Dites-moi quel travailleur vous étiez, je vous dirai quel retraité vous serez !
La retraite est (trop) souvent présentée comme l’opposé du travail. Cette image désuète de la « retraite repos » qui s’oppose à l’adjectif « actif » du monde du travail ne correspond plus à la réalité surtout depuis l’arrivée à la retraite des baby boomers. Croire que la manière dont on organise ou organisera sa retraite sera nécessairement en rupture avec sa propre organisation au travail est utopique. Cet article dresse plusieurs profils de retraités et démontre que la manière dont est vécue la fin de carrière et la transition vers la retraite influence l’organisation du temps à la retraite.
Mélissa Petit, sociologue française (1), a établi 4 profils de retraités. Ces profils sont basés sur la manière d’organiser son temps, ses activités à la retraite. C’est ce que les sociologues appellent les temps sociaux.

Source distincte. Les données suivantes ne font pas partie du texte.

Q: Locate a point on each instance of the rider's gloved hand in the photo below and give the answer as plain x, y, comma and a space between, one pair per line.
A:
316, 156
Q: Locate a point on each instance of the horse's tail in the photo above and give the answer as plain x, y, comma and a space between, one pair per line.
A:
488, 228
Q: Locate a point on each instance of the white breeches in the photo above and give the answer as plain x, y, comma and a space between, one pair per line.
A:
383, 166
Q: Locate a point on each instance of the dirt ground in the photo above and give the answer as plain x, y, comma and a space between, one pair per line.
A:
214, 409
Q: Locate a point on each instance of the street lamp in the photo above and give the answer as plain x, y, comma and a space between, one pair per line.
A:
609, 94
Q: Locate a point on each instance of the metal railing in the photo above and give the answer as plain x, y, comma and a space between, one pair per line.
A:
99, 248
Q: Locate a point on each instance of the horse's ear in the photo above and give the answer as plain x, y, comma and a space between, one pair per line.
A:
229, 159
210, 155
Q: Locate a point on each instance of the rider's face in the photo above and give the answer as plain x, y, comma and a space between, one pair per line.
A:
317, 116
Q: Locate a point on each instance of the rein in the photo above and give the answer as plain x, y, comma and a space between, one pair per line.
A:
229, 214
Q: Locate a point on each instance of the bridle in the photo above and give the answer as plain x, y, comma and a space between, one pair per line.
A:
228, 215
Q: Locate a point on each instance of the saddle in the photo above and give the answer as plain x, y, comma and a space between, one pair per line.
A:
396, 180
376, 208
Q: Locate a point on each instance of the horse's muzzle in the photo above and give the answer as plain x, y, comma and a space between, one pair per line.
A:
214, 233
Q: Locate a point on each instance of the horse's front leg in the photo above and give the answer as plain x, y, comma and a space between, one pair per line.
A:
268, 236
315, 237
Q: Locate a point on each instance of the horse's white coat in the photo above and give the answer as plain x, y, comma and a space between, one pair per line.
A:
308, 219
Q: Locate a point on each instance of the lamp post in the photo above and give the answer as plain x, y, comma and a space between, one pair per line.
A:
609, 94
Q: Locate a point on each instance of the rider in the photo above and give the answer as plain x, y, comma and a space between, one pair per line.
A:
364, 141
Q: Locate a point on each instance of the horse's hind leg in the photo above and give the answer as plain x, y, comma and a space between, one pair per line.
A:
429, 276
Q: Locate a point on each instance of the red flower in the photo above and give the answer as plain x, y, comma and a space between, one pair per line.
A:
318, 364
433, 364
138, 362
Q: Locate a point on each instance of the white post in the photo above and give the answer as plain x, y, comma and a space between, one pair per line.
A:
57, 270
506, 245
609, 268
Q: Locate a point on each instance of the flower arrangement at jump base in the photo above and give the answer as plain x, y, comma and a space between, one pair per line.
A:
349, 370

Ces temps sociaux se structurent, s’organisent de manières différentes d’un individu à l’autre. Melissa Petit distingue deux dimensions qui influencent les temps sociaux : la dimension autonomie – hétéronomie et la dimension unicité – pluralité.
Autonomie- hétéronomie
Cette dimension détermine comment les individus organisent leur temps. Ils peuvent être autonomes mais aussi se voir imposer leur agenda (de manière hétéronome) par des impératifs « externes » et donc le collectif, l’entourage.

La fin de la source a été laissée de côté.